# Example of Controlled Information



## Denton (Sep 18, 2012)

I've been goofing around on the internet while leaving the idiot box on Faux News, today.

Faux News mentioned how fragile nerves reacted to firecrackers, but they didn't mention who set off the firecrackers or why.

Here on PF, we report, you decide:

Far-right demonstrators in Paris storm candlelit vigil being held for victims | Daily Mail Online


----------



## Slippy (Nov 14, 2013)

Its about time people in Europe called for the expulsion of islamists.


----------



## Denton (Sep 18, 2012)

Slippy said:


> Its about time people in Europe called for the expulsion of islamists.


I agree, as so should we.

What do they do with their second, third and fourth generation Muslims in France? Remember, France has a very large Muslim population living in government housing and on the government dime.


----------



## Slippy (Nov 14, 2013)

Denton said:


> I agree, as so should we.
> 
> What do they do with their second, third and fourth generation Muslims in France? Remember, France has a very large Muslim population living in government housing and on the government dime.

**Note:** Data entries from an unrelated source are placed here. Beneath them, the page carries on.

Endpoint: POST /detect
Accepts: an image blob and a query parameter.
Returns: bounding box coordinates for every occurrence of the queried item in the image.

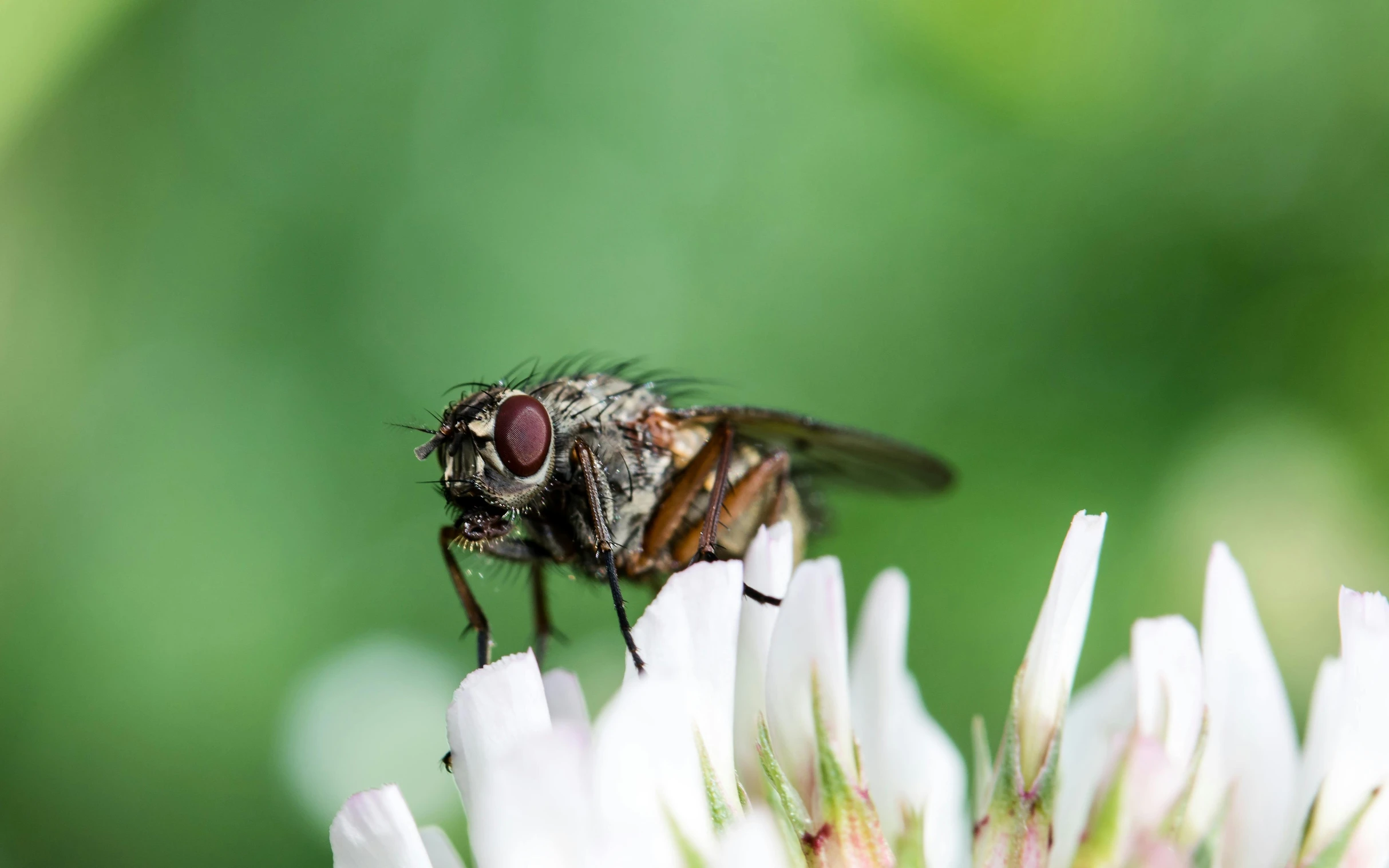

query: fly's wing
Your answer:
[671,407,954,494]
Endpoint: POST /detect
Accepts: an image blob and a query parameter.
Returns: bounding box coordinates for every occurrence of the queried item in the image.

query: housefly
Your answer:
[415,365,951,671]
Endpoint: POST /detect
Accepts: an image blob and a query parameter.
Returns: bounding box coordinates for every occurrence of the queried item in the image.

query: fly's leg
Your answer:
[439,525,492,668]
[573,440,646,673]
[695,422,733,561]
[671,450,790,574]
[531,561,564,665]
[663,422,733,564]
[642,425,733,561]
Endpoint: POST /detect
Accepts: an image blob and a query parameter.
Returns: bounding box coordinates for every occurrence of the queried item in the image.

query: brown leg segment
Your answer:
[573,440,646,673]
[642,425,733,560]
[695,422,733,561]
[439,525,492,668]
[671,450,790,561]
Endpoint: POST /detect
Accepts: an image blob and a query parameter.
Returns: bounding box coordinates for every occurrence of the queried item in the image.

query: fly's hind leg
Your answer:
[439,525,492,668]
[531,561,564,665]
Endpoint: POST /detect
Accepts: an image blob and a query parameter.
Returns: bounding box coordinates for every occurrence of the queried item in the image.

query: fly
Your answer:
[415,367,953,671]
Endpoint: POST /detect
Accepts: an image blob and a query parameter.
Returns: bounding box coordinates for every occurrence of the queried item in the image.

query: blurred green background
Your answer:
[0,0,1389,867]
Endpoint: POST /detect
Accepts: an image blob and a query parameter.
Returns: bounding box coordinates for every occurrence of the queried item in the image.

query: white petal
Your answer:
[767,557,854,810]
[1050,657,1135,868]
[1296,657,1346,826]
[624,561,743,811]
[1129,615,1206,771]
[1123,615,1206,832]
[420,826,466,868]
[733,521,794,797]
[469,724,601,868]
[713,807,790,868]
[1017,510,1109,786]
[849,569,971,868]
[328,783,430,868]
[542,669,589,729]
[591,672,717,868]
[1186,543,1297,868]
[1340,789,1389,868]
[446,650,550,817]
[1308,588,1389,865]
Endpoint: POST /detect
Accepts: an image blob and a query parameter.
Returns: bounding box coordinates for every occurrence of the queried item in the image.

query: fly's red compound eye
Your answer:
[493,394,550,477]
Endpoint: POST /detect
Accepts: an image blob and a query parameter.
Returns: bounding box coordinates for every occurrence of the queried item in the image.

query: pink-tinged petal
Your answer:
[767,557,856,805]
[1186,543,1297,868]
[469,724,601,868]
[1295,657,1346,825]
[1304,588,1389,868]
[420,826,466,868]
[328,783,430,868]
[1050,658,1136,868]
[1015,511,1107,786]
[543,669,589,729]
[849,569,971,868]
[446,650,550,817]
[624,561,743,811]
[733,521,794,797]
[591,672,717,868]
[713,807,790,868]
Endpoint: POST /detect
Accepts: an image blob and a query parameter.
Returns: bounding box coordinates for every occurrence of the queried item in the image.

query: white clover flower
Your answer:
[328,783,462,868]
[329,513,1389,868]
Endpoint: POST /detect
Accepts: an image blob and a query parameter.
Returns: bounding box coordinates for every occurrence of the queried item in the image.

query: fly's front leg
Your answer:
[573,440,646,673]
[439,525,492,668]
[531,561,564,665]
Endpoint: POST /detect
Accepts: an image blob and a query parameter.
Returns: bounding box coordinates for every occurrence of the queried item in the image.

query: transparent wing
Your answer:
[671,407,954,494]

I know a guy who knows some guys...

Seriously, they need to Export them. It can be done.


----------



## Denton (Sep 18, 2012)

Slippy said:


> I know a guy who knows some guys...
> 
> Seriously, they need to Export them. It can be done.


Where do you export people who were born in that country. See the problem?


----------



## sideKahr (Oct 15, 2014)

This has all happened in Europe before. Parts of Spain were conquered militarily by the muslims from the 700's to the 1400’s. The only way it was stopped was to kill them. God help us.


----------



## Seneca (Nov 16, 2012)

Kind of wonder if any of these 4th generation Muslims or any Muslims for that matter were at the candle light vigil for the victims? Haven't seen anything in the news about the Muslim community condemning the attack or pledging support for the victims.

The whole thing is disgusting to me. And to think that same situation could be just as easily playing out here.


----------



## A Watchman (Sep 14, 2015)

Denton said:


> I agree, as so should we.
> 
> What do they do with their second, third and fourth generation Muslims in France? Remember, France has a very large Muslim population living in government housing and on the government dime.


Its not gonna happen boys. Buy ammo and prepare, don't wait on your politicians, they are bought.


----------



## tango (Apr 12, 2013)

France should be bombing ISIS in France as well as bombing them in Syria!


----------



## SOCOM42 (Nov 9, 2012)

slippy said:


> i know a guy who knows some guys...
> 
> Seriously, they need to export them. It can be done.


Look to Germany, 1933 to 1945, they had shipped and let out plenty prior to 40, the problem is they then went nuts.

Destroy the musks',(my spelling)natural born, give them the choice, disavow allahole or leave.

Un-american?? So what, neither are they.


----------



## Camel923 (Aug 13, 2014)

As Socom42 put it, leave to another nation that will allow you to create your Islamic utopia or renounce Islam. Close the Mosques. Brings back ugly connotations of the holocaust but lets be clear, the end result of allowing the status quo or even stopping immigration and allowing muslims to out breed you will result in your own destruction. That is each nations choice. What do you want to be because Islam will not coexist with other religions or governments. Personally I think the French will allow the staus quo and not stop immigration, sowing the seeds of their own destruction as a culture and a people.


----------



## ekim (Dec 28, 2012)

While I agree with the idea of throwing them out it is to little to late for europe to even think about doing that that much less trying. As far as the US is concerned, it's probably to late here also, to many bleeding hearts think they have the right to come here and demand they're rights as peace loving mooslims. They only do those bad things because we give them no choice. I think the choice should be change your ways or die! Same for our politicians, change or pay the price.


----------